HIV and Mortality, Autopsy Studies from Uganda


HIV can be treated nowadays; with antiretroviral medication HIV‐infected patients can live a healthy life. Nevertheless, 1.2 million people died of HIV in sub‐Saharan Africa in 2012. Better knowledge of the causes of death in these patients and of accurate methods to establish the causes of death can improve HIV‐care for the living.

Autopsy studies showed that opportunistic infections caused the vast majority of deaths, both prior to the availability of HIV‐treatment and afterwards. Tuberculosis was the main cause of death. In time, HIV‐treatment has become better available and we observed an increase in the proportion of patients that died of conditions that were not directly HIV‐related. This change will affect future HIV‐care in sub‐Saharan Africa.
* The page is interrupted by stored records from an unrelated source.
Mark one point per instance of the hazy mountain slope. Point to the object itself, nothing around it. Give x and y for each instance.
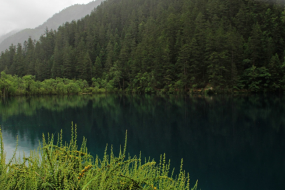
(73, 12)
(3, 37)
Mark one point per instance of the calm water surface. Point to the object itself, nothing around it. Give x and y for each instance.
(227, 143)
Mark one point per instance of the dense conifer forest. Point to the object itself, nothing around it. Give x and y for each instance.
(163, 45)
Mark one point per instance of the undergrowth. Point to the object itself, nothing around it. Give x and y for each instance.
(55, 166)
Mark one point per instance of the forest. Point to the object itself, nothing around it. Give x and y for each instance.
(149, 46)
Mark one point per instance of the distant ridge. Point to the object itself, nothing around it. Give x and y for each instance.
(68, 14)
(3, 37)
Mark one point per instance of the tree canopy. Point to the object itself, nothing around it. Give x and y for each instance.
(167, 45)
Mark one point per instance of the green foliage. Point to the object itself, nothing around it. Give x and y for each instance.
(66, 166)
(168, 46)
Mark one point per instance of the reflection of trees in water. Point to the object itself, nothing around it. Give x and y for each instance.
(227, 137)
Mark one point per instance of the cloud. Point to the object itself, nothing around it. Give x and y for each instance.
(20, 14)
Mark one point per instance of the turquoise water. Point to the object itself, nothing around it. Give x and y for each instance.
(226, 142)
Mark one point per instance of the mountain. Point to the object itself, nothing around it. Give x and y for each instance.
(171, 46)
(69, 14)
(3, 37)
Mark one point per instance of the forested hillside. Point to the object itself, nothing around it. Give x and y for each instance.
(166, 45)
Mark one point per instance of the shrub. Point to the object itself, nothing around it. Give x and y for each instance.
(58, 166)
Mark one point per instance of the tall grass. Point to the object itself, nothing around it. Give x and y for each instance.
(57, 165)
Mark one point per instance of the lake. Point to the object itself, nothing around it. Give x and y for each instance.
(226, 142)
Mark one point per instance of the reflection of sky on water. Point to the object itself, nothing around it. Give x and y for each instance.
(10, 142)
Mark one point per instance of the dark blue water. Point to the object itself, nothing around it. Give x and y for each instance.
(226, 142)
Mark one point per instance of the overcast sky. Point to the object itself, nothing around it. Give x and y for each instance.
(20, 14)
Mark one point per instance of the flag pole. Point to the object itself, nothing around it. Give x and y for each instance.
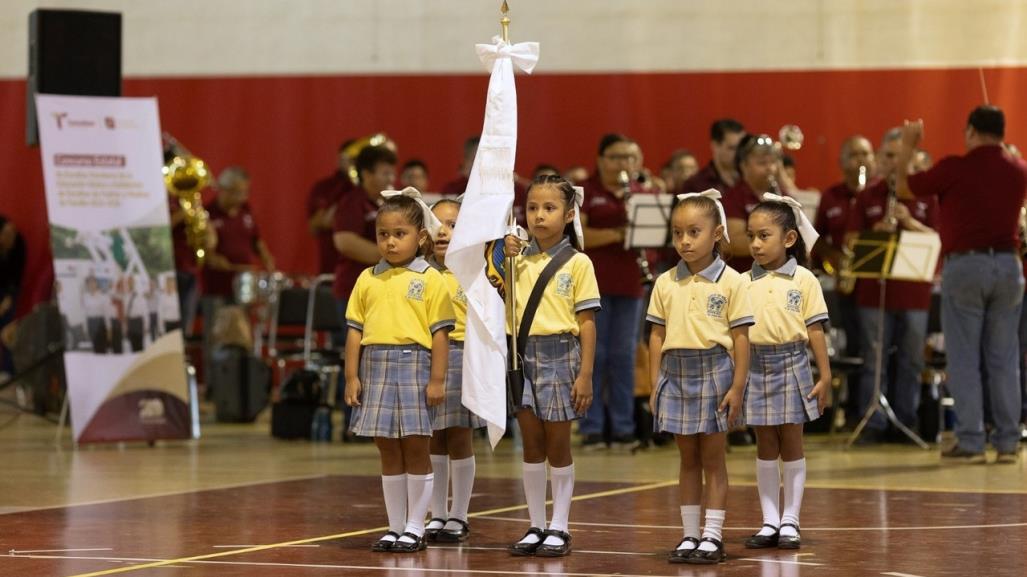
(515, 361)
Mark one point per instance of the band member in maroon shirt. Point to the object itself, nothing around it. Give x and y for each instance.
(239, 246)
(604, 218)
(321, 205)
(980, 195)
(721, 172)
(906, 303)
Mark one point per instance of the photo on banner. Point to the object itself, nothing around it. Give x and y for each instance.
(114, 268)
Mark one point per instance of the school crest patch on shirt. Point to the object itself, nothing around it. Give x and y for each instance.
(794, 303)
(415, 291)
(564, 284)
(715, 305)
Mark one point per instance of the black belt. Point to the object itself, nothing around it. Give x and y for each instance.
(990, 251)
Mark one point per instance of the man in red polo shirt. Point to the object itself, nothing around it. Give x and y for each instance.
(980, 195)
(906, 303)
(321, 205)
(604, 217)
(721, 172)
(239, 246)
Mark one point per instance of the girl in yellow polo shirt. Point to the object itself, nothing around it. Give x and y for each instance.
(400, 315)
(782, 394)
(558, 358)
(452, 452)
(700, 317)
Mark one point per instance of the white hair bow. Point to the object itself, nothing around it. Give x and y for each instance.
(578, 202)
(714, 195)
(431, 223)
(809, 234)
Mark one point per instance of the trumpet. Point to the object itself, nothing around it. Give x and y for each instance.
(185, 177)
(646, 277)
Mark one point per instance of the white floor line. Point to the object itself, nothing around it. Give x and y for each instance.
(781, 562)
(640, 553)
(15, 551)
(804, 528)
(414, 570)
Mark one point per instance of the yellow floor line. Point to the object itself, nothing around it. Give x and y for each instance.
(166, 563)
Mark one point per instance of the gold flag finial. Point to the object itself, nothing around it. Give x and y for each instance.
(505, 22)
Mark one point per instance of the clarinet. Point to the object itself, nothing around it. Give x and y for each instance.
(646, 278)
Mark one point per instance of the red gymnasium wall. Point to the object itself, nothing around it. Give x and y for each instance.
(286, 129)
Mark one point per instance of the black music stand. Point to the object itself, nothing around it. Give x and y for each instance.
(873, 257)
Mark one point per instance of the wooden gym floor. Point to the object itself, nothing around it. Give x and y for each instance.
(239, 503)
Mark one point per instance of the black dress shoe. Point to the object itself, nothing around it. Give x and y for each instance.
(431, 533)
(679, 554)
(699, 556)
(788, 541)
(555, 550)
(383, 544)
(526, 549)
(763, 541)
(454, 536)
(418, 544)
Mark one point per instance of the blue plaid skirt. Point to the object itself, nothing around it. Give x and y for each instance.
(692, 384)
(780, 380)
(552, 362)
(452, 413)
(393, 399)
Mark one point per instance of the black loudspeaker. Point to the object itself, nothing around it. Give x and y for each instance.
(240, 382)
(71, 52)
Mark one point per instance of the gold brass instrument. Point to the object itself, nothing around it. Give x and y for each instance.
(353, 149)
(844, 281)
(185, 177)
(646, 277)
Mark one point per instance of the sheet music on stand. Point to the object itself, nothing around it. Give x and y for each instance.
(648, 221)
(904, 256)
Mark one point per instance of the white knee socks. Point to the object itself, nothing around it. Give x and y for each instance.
(768, 483)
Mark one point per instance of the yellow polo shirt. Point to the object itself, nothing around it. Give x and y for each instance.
(786, 302)
(572, 290)
(699, 310)
(459, 300)
(400, 305)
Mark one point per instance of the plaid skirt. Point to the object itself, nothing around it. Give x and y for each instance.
(780, 380)
(692, 384)
(452, 413)
(550, 363)
(393, 399)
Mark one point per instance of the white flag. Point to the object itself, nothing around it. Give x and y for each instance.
(483, 218)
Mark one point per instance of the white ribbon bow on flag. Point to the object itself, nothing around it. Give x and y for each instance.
(578, 202)
(524, 54)
(809, 234)
(431, 223)
(713, 194)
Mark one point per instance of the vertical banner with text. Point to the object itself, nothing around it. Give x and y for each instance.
(114, 268)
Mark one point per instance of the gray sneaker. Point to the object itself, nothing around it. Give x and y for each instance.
(959, 454)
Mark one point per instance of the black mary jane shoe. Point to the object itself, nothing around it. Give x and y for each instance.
(555, 550)
(699, 556)
(431, 534)
(418, 544)
(789, 541)
(763, 541)
(382, 545)
(681, 555)
(454, 536)
(528, 549)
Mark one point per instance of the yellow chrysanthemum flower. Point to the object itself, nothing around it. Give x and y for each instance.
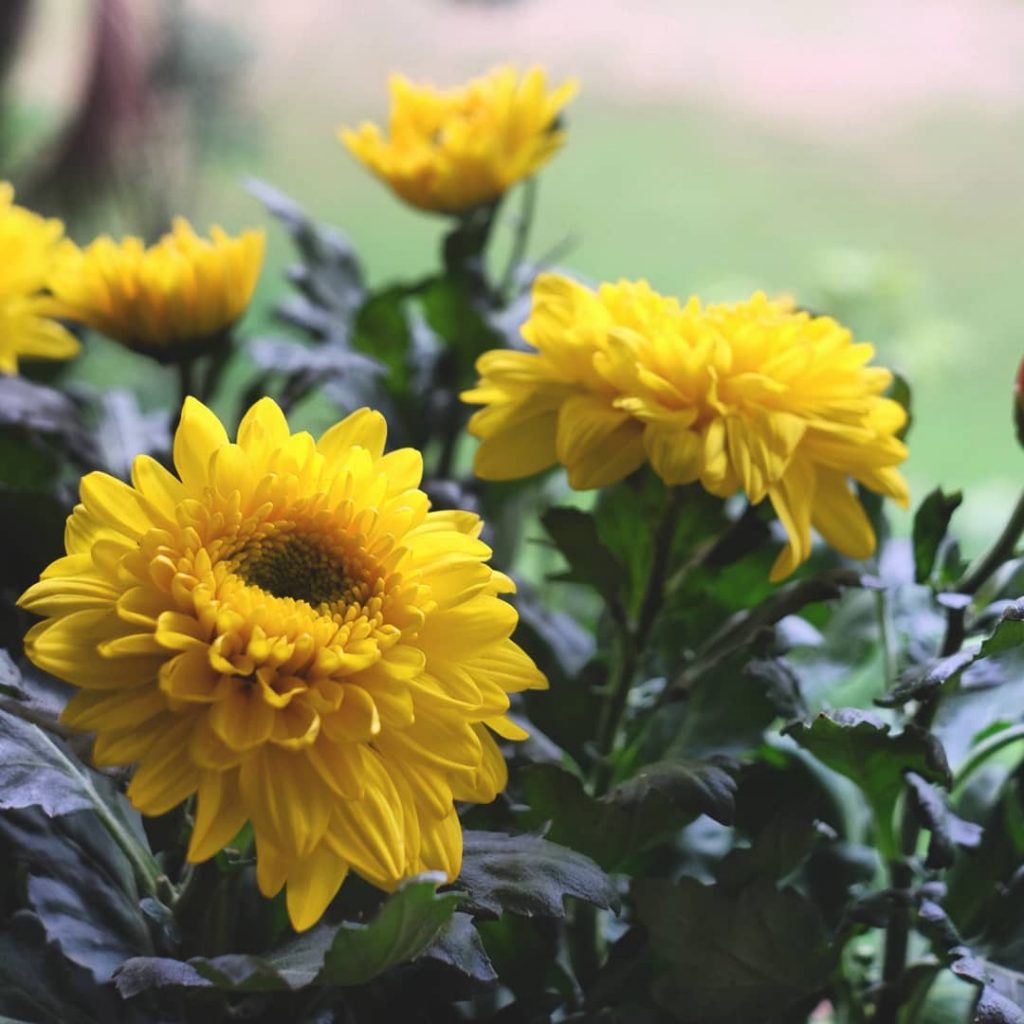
(286, 630)
(757, 396)
(28, 247)
(452, 150)
(171, 300)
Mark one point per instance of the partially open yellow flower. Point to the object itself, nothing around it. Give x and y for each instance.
(171, 300)
(755, 396)
(452, 150)
(287, 631)
(28, 247)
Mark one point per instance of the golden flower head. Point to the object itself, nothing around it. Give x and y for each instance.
(452, 150)
(755, 396)
(28, 246)
(171, 300)
(287, 631)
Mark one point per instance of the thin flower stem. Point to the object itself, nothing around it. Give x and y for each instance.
(888, 660)
(630, 644)
(587, 941)
(1001, 551)
(523, 224)
(146, 869)
(901, 870)
(985, 750)
(186, 384)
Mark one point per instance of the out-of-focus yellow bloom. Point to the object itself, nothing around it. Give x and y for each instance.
(28, 246)
(286, 630)
(755, 396)
(452, 150)
(171, 300)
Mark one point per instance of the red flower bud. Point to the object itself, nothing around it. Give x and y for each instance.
(1019, 402)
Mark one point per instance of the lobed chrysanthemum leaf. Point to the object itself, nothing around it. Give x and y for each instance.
(527, 876)
(732, 956)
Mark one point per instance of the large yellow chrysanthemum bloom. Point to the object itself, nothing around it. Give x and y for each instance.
(755, 396)
(28, 247)
(286, 630)
(170, 300)
(452, 150)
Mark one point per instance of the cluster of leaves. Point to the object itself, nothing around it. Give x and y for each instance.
(740, 802)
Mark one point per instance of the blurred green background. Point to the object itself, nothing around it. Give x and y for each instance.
(864, 157)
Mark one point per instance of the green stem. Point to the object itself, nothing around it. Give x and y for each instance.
(1001, 551)
(985, 750)
(522, 227)
(624, 664)
(901, 870)
(630, 643)
(146, 869)
(888, 662)
(186, 384)
(586, 939)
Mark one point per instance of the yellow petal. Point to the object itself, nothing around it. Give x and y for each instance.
(840, 517)
(219, 814)
(312, 882)
(200, 434)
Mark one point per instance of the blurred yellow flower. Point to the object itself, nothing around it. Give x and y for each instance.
(755, 396)
(170, 300)
(452, 150)
(28, 246)
(287, 631)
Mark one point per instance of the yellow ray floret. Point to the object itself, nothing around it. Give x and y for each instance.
(169, 300)
(287, 631)
(29, 245)
(755, 396)
(452, 150)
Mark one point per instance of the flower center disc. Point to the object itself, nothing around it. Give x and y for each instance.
(297, 567)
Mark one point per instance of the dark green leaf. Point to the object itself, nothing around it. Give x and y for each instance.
(407, 925)
(527, 876)
(330, 274)
(694, 787)
(81, 886)
(562, 650)
(924, 681)
(352, 953)
(1001, 990)
(726, 711)
(930, 525)
(384, 332)
(37, 984)
(948, 830)
(459, 946)
(776, 852)
(732, 956)
(859, 745)
(38, 770)
(744, 628)
(454, 314)
(142, 973)
(34, 409)
(1010, 632)
(613, 836)
(574, 535)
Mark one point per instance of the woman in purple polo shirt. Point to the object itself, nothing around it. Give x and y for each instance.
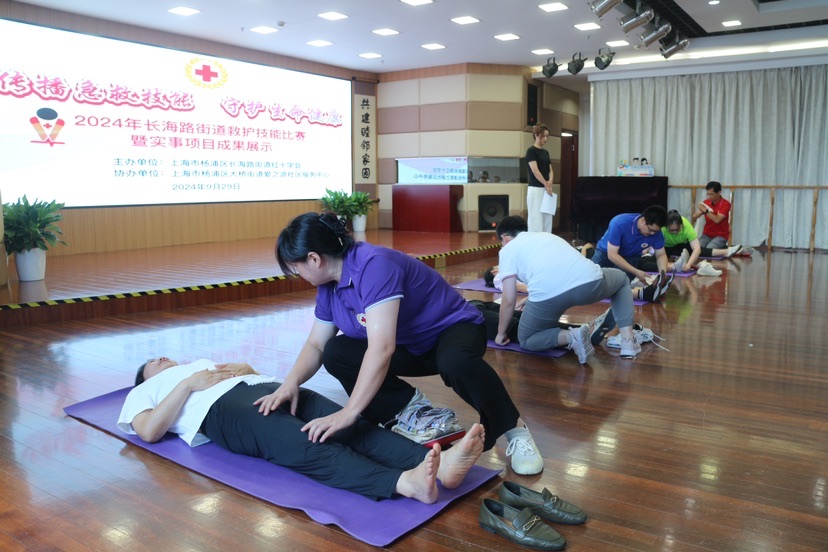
(398, 317)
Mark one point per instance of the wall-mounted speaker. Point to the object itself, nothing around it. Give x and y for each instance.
(532, 105)
(491, 210)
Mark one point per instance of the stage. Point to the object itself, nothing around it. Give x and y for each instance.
(123, 282)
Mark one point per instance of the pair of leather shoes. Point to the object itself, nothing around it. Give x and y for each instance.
(544, 504)
(519, 526)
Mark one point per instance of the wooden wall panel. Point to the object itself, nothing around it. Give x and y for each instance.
(496, 116)
(395, 120)
(447, 116)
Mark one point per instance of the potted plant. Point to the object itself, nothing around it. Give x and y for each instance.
(337, 202)
(352, 206)
(30, 229)
(360, 204)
The gold standard to ascertain the cause of death is a complete autopsy. We found that the autopsy cause of death was established pre‐mortem in only 12% of  hospitalized HIV‐patients. This implies that the clinical diagnosis lacks accuracy. However, complete autopsies are not always feasible, acceptable or safe. Therefore we studied an alternative method, needle autopsy, in which we obtained tissue postmortem by percutaneous biopsy. Needle autopsy identified the cause of death in half of the patients. Moreover, it appeared easy and fast to perform.

We concluded that the majority of HIV‐infected patients in sub‐Saharan Africa continues to die from treatable, undiagnosed infections. Needle autopsies can be an accurate, feasible and safe alternative for complete autopsies.